# Easter candy

Easter Sunday saw St Paul, Minnesota waking up to weather perfection. Sunshine, low seventies (Fahrenheit), cloudless sky. Truly amazing.

There was a loon on Lake Phalen!

This was the sort of April weather that brings Minnesotans out of their homes to rediscover their neighbors.

So it is with Griffin, Tabitha and me on this warm spring morning. We are enjoying the warm sunshine on our front steps when L (five year old girl), O (3 year old boy) and their mom come biking, biking and strolling (respectively) down the sidewalk.

L is on a neighborhood mission delivering handmade Easter greeting cards.

It turns out that she has also pocketed some goodies from her own Easter basket. While we chat, she pulls out a bag of Cadbury mini eggs. In case you are unfamiliar, these are the size of pebbles. They are chocolate inside with a crunchy candy shell. Like an oversized egg-shaped M&M. Each little bag contains about a dozen.

So. Much. Candy.
This is likely a small fraction of the candy L has consumed by the time she stops to chat.

Anyway, mom notices the bag as soon as it emerges from L’s pocket. (Side note—mom is across the street! Holy SuperMom powers!) She warns L not to eat any more of these; arguing that L has had enough candy for one morning.

Mom: If you give everybody one, you can have one.

L proceeds to cheerfully open the package, hand one to Tabitha (who eagerly and gratefully receives it), one to Griffin and one to me.

I begin to think about what question to ask to get some math talk going.

But L is ahead of me.

After enjoying both her egg and a long thoughtful pause, she pokes her finger back into the bag. She begins to rummage around and asks:

L: Tabitha, do you want a second one?

## So what do we learn?

Children use math to their advantage.

L knew what mom meant. Mom had compromised on the candy, allowing her one piece. L knew that. And she knew that the process was repeatable.

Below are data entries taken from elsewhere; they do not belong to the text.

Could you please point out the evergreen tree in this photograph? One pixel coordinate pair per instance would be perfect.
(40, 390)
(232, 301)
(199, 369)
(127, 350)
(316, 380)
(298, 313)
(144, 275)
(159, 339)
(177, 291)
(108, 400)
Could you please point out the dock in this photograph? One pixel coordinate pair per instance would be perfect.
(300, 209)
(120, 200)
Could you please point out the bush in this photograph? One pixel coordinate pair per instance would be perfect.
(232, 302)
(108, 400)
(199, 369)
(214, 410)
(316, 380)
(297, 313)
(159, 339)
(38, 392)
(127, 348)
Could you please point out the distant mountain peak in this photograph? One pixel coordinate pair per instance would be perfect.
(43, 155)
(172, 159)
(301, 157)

One does not always mean one. One might be taken to mean each. “Each time you give everybody one, you can have one.” This is also a reasonable interpretation of mom’s words.

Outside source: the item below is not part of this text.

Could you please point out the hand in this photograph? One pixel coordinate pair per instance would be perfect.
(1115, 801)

L was rule bending here. But she was also building the precursors of ratios. For every one you give a friend, you can have one. This is a ratio. Giving a friend two and having two fits this rule just as well as giving a friend one and having one. Ratios are one of the more challenging ideas behind multiplication and division relationships, and fractions.

What is maddening for parents is at the same time great thinking practice for children.

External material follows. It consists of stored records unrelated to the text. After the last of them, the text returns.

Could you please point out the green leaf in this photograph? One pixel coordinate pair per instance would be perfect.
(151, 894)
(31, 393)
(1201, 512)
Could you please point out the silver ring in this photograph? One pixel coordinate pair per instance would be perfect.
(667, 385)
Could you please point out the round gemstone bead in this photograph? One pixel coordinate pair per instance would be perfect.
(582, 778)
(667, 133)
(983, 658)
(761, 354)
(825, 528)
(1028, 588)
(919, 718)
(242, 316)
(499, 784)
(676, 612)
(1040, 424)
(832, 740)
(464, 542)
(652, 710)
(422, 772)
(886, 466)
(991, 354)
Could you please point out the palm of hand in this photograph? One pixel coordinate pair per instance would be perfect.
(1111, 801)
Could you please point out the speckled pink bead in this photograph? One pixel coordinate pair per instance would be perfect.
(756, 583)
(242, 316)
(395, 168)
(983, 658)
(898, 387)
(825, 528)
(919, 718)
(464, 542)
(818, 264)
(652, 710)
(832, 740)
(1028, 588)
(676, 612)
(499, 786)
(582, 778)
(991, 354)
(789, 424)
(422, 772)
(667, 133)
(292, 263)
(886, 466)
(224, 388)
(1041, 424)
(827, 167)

## Starting the conversation

This was a brilliant compromise strategy on mom’s part. I doubt that she intended to encourage L to think proportionally, but that doesn’t matter. More likely, she was trying to encourage the admirable social skill of sharing. By including numbers in her compromise, she opened the door for L to think.

As I have mentioned before, anytime your child wants to open a negotiation, there is an opportunity for math talk. Sometimes we parents need to give a flat out yes or no. But when negotiations are feasible, we can get our children thinking.